There are 5 clear signs your water tank is on its last legs:
- Water isn’t as hot as it used to be.
- The heater is leaking, but I can’t find the leak.
- The gas pilot won’t stay lit.
- I can’t release water through the drain valve.
- The hot side of the tank can’t hold pressure.
Here’s what you need to know about each.
Water isn’t as hot as it used to be.
It’s likely corrosion on the inside of your tank has deteriorated the dip tube, overloaded the gas valve or coated your electric elements. A shortage of hot water is a clear sign your tank is over the hill.
The heater is leaking, but I can’t find the leak.
If your tank is around 10 years old and you can’t find the leak, it’s probably coming from:
- A side-wall seam.
- A welded join.
- A rusted-through thread.
None of these can be repaired, so your tank will have to be replaced.
The gas pilot won’t stay lit.
The problem is most likely your thermocouple or gas valve.
The tip of a properly installed thermocouple should sit around half an inch inside the pilot flame. This generates the energy required to power a tiny electromagnet keeping the pilot valve open.
If the thermocouple is damaged or not sitting properly, the valve won’t have enough power to stay open.
You can check to see if the thermocouple is properly positioned. If it is, you may have a faulty thermocouple. If you replace the thermocouple and the pilot still goes out, your electromagnet may no longer work and you may need a new gas valve or high limit switch.
If your tank is outside the warranty, replacing the gas valve isn’t worth the money.
I can’t release water through the drain valve.
You should drain the hot water tank at least once each year to remove sediment.
If you haven’t done this, a layer of sediment can quickly become many layers of sediment, deteriorating the integrity of the bottom of the tank. The sediment acts as a buffer between the flame and the water it’s trying to heat, so the flame has to burn longer, causing damage to the tank.
If your water tank is so full of sediment it doesn’t drain at all when you open the valve, there is no use trying to fix it. Time for a new tank.
The hot side of the tank can’t hold pressure.
Modern tanks contain a check valve on the cold inlet side of the water heater to save energy. It prevents hot water from running up the cold inlet waterline when there is a drop in pressure on the cold side.
But new problems come from this.
- Restriction of thermal expansion to the hot side.
- Introducing a new device that can break.
When water is heated, it expands and has to go somewhere. With the introduction of check valves, expansion is limited. Hot water and cold water tanks can’t really support each other, and you end up with poor pressure on the hot side of the tank.
A simple fix is installing a small expansion tank on the hot side.

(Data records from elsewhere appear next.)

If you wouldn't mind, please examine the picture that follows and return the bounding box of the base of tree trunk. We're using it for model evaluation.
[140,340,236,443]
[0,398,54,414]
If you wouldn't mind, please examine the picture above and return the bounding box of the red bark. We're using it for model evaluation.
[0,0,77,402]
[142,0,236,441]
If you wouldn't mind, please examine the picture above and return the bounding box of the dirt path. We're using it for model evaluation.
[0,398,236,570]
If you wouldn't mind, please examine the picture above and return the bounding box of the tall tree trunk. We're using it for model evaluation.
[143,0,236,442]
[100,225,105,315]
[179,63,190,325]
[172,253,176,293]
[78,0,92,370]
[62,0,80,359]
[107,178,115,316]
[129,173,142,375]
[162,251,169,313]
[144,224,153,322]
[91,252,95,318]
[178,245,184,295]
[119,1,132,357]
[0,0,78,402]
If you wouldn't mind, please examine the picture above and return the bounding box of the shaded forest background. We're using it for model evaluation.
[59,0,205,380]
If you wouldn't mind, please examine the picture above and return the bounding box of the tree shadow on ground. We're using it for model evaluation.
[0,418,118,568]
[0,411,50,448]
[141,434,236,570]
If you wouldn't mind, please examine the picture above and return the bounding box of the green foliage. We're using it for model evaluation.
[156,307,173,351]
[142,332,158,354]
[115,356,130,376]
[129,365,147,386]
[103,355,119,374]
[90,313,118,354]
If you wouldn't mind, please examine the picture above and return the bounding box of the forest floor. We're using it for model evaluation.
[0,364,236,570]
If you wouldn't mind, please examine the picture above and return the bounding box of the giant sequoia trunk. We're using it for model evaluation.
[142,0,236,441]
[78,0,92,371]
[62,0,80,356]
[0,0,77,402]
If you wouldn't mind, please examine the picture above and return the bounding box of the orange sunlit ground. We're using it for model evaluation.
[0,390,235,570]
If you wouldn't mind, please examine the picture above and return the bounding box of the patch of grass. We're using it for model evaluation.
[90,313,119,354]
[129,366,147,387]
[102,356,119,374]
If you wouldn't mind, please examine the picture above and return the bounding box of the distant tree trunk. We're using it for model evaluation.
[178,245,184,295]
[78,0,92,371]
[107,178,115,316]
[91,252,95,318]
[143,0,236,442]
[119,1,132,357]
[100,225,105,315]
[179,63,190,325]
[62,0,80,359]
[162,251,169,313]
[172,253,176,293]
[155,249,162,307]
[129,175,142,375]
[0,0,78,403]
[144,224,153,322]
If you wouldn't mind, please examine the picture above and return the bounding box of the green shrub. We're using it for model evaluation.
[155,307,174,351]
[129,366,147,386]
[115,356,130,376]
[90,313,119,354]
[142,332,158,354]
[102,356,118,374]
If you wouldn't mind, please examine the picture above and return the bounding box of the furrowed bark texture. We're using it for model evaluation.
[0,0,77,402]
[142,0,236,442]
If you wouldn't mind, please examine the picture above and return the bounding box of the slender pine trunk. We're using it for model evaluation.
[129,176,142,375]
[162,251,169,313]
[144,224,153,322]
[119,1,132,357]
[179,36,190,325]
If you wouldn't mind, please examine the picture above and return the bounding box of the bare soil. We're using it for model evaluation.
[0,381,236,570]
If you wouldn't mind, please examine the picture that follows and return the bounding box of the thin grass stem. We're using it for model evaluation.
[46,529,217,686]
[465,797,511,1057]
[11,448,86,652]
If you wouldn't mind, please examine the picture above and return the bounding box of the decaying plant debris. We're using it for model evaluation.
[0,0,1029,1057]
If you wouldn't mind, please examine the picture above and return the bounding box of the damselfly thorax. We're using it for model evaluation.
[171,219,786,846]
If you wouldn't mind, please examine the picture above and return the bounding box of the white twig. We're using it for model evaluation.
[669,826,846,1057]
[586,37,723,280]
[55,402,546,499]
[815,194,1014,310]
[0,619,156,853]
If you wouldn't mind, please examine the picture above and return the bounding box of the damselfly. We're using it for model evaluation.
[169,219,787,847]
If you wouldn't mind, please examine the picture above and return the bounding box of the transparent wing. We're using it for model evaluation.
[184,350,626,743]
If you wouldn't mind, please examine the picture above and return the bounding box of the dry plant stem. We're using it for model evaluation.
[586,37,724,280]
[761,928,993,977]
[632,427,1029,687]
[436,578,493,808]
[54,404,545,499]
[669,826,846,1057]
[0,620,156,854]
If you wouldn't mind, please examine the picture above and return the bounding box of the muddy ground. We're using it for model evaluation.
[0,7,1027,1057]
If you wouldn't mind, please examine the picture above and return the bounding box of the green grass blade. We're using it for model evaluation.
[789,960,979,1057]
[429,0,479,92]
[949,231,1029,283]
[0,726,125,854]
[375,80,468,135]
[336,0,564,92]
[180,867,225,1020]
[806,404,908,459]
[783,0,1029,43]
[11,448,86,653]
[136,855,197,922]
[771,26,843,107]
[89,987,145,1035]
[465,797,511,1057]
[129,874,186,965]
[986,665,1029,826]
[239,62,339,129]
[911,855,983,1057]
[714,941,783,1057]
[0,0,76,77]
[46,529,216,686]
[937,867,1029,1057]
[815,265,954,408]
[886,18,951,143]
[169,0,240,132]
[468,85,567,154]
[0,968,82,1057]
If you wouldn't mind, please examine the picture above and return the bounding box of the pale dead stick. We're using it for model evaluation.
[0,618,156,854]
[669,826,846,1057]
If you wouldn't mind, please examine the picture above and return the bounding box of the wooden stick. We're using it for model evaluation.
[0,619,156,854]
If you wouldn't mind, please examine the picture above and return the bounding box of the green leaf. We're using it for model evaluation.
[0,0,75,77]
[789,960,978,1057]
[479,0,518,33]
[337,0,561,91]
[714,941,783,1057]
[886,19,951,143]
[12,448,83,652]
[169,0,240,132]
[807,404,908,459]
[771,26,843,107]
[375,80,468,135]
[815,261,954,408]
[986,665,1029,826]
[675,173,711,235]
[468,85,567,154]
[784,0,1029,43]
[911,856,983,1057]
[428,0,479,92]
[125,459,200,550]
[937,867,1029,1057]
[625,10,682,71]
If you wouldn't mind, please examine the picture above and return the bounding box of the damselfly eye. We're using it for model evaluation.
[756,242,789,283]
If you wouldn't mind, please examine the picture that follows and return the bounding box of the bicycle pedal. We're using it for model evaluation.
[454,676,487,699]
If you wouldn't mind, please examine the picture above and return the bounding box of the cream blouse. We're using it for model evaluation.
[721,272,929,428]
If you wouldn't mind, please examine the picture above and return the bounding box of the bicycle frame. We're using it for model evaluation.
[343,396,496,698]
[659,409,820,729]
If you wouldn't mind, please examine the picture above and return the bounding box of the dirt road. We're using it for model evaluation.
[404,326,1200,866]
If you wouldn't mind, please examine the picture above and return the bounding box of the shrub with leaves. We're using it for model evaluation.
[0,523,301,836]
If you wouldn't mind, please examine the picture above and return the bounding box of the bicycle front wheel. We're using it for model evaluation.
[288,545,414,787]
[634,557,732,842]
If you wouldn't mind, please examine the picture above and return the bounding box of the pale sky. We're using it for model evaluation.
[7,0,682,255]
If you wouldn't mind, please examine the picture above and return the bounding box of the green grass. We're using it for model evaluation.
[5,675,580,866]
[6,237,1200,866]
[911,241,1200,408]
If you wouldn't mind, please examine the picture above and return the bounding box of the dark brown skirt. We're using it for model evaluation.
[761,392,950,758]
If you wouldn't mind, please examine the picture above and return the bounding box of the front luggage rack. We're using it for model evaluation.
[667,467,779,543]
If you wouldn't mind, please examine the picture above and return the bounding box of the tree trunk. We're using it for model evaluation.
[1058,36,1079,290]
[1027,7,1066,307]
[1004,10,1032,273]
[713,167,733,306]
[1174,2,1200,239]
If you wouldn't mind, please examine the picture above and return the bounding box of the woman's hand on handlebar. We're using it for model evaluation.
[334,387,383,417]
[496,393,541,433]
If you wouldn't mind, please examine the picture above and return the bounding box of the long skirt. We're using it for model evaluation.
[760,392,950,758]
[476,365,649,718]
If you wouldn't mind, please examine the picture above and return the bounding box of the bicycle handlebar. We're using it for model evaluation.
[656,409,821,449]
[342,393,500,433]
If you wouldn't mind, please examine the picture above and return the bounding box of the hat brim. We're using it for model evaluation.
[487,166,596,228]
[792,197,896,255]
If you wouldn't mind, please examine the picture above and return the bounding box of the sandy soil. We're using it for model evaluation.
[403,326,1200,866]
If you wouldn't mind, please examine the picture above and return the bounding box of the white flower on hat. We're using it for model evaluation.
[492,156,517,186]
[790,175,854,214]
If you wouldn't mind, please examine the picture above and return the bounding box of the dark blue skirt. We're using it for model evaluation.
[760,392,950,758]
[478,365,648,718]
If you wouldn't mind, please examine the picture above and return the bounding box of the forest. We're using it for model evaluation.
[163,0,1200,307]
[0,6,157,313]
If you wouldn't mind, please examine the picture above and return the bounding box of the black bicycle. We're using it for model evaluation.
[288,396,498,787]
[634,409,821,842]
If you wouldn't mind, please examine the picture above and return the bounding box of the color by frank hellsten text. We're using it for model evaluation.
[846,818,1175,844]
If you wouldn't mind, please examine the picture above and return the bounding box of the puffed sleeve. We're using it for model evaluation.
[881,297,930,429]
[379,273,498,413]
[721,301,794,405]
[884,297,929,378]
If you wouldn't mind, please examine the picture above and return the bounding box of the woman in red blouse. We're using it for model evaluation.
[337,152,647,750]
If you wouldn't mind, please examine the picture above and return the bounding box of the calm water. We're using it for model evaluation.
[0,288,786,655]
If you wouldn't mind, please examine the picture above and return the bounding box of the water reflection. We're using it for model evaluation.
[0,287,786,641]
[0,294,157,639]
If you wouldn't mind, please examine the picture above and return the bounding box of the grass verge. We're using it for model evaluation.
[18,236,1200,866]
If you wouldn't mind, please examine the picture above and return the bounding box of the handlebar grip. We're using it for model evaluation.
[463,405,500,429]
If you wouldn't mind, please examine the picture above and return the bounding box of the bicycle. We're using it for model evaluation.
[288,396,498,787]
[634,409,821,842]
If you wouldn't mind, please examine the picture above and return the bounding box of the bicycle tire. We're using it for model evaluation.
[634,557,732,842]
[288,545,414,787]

If you get short bursts of pressure when you first turn on a hot faucet, or no pressure at all, your check valve is probably stuck. The check valve is a small plastic ball in a short chamber that floats when not under pressure and is pushed out of the way when under pressure.
An old tank can see scale buildup on the check valve, forcing it to stay in one position rather than moving. In this case, the scale buildup is a sign of a tank that is too far gone for repairs.
When you experience these issues, consider upgrading to a tankless water heater. You’ll go without any of these frustrating, potentially costly issues, and you’ll have all the hot water you need whenever you need it.